Gaussian integral formula

Question

I have problem with this example so if somebody can explain how I can solve it or how I can simplify o write $f(x)$ function it will be great!

Find Gaussian formula in form:

$\int^{1}_{-1}|x|\cdot f(x) dx=w_0\cdot f(x_0)$

and with that formula solve next integral:

$\int^{1}_{-1}|x|\cdot \sin(x) dx$

I will probably be able to solve but I really don't know what to do with $\sin(x)$, because we only do exaples of this kind:

$\int \sqrt x f(x)dx=w_0\cdot f(x_0)$ to solve $\int x^2dx$ so in that case I know that I should write $f(x)$ as $x^k$ but here in case with $\sin(x)$ or any other function I'm in front of wall and don't have any idea.

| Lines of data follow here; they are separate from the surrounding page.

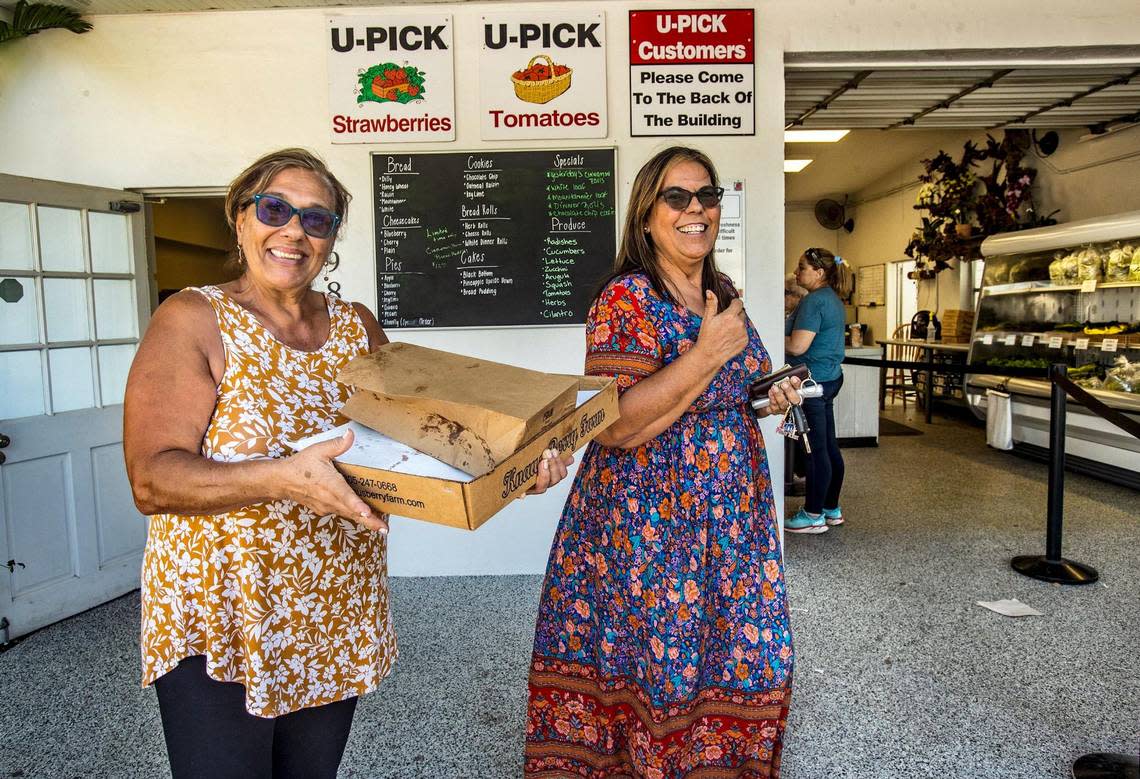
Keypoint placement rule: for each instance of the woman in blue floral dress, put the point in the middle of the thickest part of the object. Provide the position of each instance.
(662, 647)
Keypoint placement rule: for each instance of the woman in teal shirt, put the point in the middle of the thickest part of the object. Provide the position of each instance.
(816, 340)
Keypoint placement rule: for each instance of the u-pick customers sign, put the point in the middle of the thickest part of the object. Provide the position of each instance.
(390, 79)
(543, 76)
(691, 73)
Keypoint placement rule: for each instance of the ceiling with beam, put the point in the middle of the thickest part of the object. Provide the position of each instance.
(974, 90)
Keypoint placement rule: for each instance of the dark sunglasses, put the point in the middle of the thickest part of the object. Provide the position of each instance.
(678, 197)
(276, 212)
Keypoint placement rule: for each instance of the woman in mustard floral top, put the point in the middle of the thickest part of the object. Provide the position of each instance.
(662, 647)
(265, 592)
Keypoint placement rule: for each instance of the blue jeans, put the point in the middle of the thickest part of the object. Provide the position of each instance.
(825, 464)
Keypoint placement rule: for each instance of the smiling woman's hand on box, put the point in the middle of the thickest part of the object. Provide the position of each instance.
(310, 478)
(552, 471)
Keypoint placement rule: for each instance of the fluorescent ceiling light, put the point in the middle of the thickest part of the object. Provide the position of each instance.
(814, 136)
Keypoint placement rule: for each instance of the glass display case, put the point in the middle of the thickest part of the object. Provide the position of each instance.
(1067, 293)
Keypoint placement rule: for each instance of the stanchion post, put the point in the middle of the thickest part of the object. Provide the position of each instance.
(1056, 504)
(1052, 567)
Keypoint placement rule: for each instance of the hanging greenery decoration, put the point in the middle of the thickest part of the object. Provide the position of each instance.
(30, 18)
(960, 202)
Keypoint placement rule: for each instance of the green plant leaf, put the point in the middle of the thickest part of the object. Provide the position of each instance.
(30, 18)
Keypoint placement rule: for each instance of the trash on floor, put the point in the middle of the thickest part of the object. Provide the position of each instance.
(1010, 607)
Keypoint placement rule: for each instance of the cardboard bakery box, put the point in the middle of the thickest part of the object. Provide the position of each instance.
(397, 479)
(467, 412)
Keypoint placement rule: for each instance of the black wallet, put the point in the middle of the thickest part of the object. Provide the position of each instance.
(760, 387)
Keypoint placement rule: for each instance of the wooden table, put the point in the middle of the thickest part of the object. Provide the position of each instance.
(928, 348)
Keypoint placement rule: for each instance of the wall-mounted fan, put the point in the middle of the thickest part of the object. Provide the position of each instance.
(832, 214)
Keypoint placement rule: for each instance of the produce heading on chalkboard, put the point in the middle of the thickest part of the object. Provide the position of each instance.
(391, 83)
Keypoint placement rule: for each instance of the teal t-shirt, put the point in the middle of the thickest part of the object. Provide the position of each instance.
(822, 313)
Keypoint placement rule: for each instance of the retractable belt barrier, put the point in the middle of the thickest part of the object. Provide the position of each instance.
(1051, 566)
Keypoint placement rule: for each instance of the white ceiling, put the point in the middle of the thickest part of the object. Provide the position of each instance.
(963, 89)
(860, 160)
(872, 91)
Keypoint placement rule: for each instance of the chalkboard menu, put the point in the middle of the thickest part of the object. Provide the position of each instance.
(475, 240)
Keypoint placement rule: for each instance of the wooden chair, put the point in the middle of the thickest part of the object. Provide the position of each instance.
(901, 381)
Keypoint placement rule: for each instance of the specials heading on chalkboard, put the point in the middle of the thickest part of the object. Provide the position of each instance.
(491, 238)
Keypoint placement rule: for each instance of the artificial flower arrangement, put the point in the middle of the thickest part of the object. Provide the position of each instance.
(960, 201)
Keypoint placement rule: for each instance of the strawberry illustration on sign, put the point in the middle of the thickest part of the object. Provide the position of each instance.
(391, 83)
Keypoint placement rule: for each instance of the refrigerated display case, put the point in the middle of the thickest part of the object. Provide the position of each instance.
(1066, 293)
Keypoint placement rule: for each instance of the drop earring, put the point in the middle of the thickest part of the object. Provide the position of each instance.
(332, 264)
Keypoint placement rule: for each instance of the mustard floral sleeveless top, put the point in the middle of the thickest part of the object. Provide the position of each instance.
(290, 605)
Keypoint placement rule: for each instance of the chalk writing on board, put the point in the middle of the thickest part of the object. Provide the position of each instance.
(491, 238)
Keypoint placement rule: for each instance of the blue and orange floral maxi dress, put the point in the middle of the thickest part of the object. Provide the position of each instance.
(662, 647)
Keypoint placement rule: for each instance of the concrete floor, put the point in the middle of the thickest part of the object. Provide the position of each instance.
(898, 673)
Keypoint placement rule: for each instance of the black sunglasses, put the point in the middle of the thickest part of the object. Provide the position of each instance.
(277, 212)
(678, 197)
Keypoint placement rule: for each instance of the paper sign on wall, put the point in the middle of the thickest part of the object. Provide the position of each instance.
(543, 75)
(391, 79)
(729, 251)
(692, 73)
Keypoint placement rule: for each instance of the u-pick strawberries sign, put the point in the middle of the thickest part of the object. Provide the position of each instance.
(692, 72)
(390, 79)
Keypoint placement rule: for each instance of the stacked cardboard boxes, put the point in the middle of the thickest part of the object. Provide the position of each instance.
(957, 324)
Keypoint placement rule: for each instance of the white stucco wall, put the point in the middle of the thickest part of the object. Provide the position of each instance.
(188, 99)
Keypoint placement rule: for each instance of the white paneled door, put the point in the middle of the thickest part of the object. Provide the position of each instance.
(73, 301)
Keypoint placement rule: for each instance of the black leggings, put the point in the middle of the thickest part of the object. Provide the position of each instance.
(825, 463)
(211, 736)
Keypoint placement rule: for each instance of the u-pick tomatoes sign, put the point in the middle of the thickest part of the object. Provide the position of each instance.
(543, 76)
(390, 79)
(692, 73)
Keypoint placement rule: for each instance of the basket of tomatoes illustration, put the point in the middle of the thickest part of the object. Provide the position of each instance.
(540, 82)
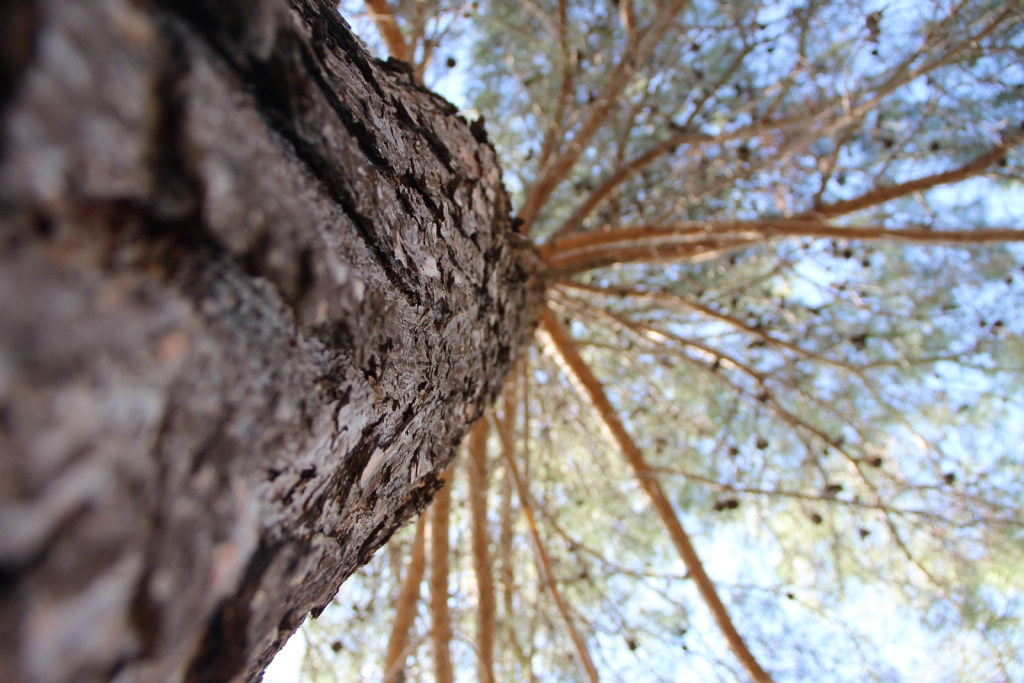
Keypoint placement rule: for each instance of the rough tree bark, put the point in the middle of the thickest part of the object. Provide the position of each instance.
(254, 288)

I would be really happy if somebody have time to write this down also for other functions not only for $\sin(x)$.

Thank you!

Answer 1

Gaussian one-point formula is exact on affine functions. Since the weight function is even, the nodes are symmetric wrt. $0$, so $x_0=0$. Observe that the node $x_0$ is a root of a polynomial of degree $1$ orthogonal wrt. the weight function $|x|$. This is indeed $0$. Next, to determine $w_0$ let us integrate the $1$ function with the weight function $|x|$. The integral is $1$, so (because our quadrature is exact on affine functions), $$1=\int_{-1}^1 |x|\text{d}x=w_0\cdot 1$$ and finally $$\int_{-1}^1 f(x)|x|\text{d}x=f(0)$$ is our Gaussian formula. Applied to $f(x)=\sin x$ gives of course $0$. This example tells us that Gaussian quadratures are always exact on polynomials of the highest possible degree, nevertheless they could be exact on certain other functions.